Curtis arqueó una ceja cuando Shelley los llamó desde el salón.

—¿Qué estáis haciendo vosotros dos? ¡Nada de trabajo! ¡Estamos en Nochebuena!

Cutis tomó la copa de vino que Slade había servido para Norma.

—¿No te parece que tenemos ya bastante con el asesinato de tu madre? ¿Quieres también asesinar su reputación? ¿Y para qué? Roy Vogel la mató.

—Entonces tú piensas que sí tenía una aventura.

—Si la hubiera tenido, no querría que lo supiese nadie.

Slade se quedó callado mientras lo seguía al salón. La conversación giraba en torno a las vacaciones, la comida navideña y las fiestas. Le costó trabajo seguirla, ya que no podía dejar de pensar en el asesinato de su madre y en la mujer que se había presentado aquella tarde en su oficina. Se preguntó qué estaría haciendo en aquellos momentos, y si se encontraría bien. ¿Era posible que hubiera dado a luz realmente a aquel bebé y que alguien se lo hubiera arrebatado?

Tuvo que recordarse que era una ladrona y, muy probablemente, también una mentirosa compulsiva. Le había robado algo más que dinero y unos cuantos archivos. Le había robado el corazón.
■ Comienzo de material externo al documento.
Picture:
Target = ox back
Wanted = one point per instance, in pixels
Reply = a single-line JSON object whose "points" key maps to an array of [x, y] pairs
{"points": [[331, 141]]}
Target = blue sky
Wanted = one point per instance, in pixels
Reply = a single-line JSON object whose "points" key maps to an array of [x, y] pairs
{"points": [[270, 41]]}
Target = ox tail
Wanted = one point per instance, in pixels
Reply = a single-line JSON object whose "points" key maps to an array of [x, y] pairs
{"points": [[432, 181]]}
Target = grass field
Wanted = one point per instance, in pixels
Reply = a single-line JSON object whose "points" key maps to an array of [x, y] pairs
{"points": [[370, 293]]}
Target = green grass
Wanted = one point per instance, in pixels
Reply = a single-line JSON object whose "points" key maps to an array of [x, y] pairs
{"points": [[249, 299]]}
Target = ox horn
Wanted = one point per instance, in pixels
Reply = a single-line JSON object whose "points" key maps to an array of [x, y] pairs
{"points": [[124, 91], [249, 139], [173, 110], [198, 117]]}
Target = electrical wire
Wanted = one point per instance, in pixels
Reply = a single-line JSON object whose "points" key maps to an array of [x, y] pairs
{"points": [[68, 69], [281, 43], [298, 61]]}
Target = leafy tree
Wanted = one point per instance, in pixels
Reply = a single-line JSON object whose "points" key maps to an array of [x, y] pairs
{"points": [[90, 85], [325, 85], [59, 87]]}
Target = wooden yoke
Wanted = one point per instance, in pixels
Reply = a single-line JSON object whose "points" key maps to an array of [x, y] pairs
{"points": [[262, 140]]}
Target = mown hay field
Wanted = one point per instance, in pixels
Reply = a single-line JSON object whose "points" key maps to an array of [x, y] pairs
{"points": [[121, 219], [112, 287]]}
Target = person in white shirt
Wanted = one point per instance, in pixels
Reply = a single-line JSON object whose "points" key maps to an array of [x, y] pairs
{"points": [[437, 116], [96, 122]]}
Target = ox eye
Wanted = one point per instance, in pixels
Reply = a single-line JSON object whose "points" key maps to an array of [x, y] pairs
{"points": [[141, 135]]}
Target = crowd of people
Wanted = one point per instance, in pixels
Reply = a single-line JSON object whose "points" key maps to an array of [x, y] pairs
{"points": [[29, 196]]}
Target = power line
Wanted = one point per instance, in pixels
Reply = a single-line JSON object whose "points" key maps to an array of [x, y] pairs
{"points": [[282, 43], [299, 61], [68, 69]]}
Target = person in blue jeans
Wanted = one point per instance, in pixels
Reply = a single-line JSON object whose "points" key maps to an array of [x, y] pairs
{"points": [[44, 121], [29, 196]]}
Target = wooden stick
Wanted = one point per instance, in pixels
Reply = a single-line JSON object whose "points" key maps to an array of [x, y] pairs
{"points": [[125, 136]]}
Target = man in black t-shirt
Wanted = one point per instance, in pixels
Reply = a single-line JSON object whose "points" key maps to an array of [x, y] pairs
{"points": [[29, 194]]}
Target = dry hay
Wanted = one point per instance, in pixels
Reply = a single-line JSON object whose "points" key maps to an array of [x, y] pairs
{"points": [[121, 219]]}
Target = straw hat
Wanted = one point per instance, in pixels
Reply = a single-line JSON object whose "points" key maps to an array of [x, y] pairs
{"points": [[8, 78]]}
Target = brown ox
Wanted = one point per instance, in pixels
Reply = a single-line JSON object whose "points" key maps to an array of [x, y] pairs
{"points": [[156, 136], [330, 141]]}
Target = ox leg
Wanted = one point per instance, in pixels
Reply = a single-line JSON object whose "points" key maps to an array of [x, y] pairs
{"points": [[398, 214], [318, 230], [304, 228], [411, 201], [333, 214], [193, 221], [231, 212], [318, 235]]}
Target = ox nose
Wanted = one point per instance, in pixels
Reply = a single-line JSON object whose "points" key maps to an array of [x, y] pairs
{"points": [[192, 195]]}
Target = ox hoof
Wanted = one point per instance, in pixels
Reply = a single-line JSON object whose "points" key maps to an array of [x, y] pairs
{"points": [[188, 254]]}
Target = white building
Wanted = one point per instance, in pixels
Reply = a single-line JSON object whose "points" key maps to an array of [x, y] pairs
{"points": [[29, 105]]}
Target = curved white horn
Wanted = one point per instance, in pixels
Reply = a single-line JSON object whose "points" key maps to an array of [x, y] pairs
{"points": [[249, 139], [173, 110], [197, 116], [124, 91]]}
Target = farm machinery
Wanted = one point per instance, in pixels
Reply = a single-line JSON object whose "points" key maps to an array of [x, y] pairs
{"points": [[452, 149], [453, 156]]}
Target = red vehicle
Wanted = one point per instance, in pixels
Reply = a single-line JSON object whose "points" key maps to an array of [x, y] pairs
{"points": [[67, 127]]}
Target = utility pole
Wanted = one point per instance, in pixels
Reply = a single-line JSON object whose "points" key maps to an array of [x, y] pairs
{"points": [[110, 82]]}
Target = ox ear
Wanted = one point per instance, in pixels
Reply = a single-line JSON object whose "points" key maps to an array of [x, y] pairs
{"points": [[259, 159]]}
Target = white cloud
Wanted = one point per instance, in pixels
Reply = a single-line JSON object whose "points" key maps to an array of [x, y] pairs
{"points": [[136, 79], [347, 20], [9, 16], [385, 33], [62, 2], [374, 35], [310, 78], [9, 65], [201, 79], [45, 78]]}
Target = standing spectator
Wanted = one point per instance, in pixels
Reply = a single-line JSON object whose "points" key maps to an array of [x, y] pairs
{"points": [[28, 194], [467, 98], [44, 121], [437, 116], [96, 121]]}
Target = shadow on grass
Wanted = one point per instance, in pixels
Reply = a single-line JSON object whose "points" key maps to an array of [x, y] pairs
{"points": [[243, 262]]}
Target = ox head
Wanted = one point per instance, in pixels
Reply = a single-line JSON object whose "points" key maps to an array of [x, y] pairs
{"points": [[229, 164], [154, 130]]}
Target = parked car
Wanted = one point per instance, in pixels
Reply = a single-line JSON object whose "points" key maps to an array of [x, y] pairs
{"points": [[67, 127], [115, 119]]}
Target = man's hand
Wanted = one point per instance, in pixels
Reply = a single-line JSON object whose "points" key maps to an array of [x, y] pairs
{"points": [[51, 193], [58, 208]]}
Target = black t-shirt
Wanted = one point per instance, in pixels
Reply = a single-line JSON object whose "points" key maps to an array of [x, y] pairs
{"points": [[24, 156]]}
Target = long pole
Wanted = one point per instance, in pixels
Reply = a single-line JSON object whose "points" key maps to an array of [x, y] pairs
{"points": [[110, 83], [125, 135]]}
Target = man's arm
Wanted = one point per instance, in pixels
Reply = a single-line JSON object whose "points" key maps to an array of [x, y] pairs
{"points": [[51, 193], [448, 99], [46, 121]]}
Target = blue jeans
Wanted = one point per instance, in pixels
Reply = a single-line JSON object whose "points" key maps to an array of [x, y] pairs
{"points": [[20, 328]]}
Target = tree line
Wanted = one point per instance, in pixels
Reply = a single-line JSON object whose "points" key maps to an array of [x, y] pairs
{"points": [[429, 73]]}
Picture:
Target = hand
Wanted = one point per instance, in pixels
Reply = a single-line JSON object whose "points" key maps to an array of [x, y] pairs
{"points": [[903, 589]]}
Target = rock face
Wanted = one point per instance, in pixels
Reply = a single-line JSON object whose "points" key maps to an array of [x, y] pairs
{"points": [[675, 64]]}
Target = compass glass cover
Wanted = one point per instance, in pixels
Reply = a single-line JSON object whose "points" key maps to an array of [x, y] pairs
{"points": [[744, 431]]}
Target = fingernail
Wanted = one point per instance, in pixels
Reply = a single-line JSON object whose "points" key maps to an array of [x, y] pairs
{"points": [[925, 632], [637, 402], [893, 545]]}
Quizá por eso no podía sacársela de la cabeza, ni tampoco a aquel Santa Claus de la campanilla. Ni olvidarse completamente de la maldita carta que llevaba en el bolsillo… y de sus posibles consecuencias.

—¿Qué opinas tú de eso, Slade?

—¿Qué? —alzó rápidamente la cabeza.

—Te preguntaba si pensabas que este era el mejor árbol de Navidad que habíamos hecho hasta el momento —volviéndose hacia los demás, Shelley explicó—: Salimos a cortarlo nosotros mismos.

—Desde luego que sí —respondió, consciente de la mirada de preocupación de su hermana. Lo conocía demasiado bien.

Cuando terminaron de cenar, el jefe Curtis se levantó para recoger los platos. Slade se ofreció a ayudarlo.

—¿Y ahora qué? —le preguntó Curtis.

—¿Hay alguna posibilidad de que aceptes revisarme un número de matrícula esta noche?

—¿Esta noche? —exclamó, incrédulo.

—Es para el caso de una persona desaparecida en el que estoy trabajando —le dio el número de matrícula del coche de Holly Barrows—. Necesito un nombre y una dirección. Es importante. No lo sé, pero tengo la sensación de que no puedo esperar hasta después de Navidad.

El jefe gruñó, pero se guardó la nota en el bolsillo.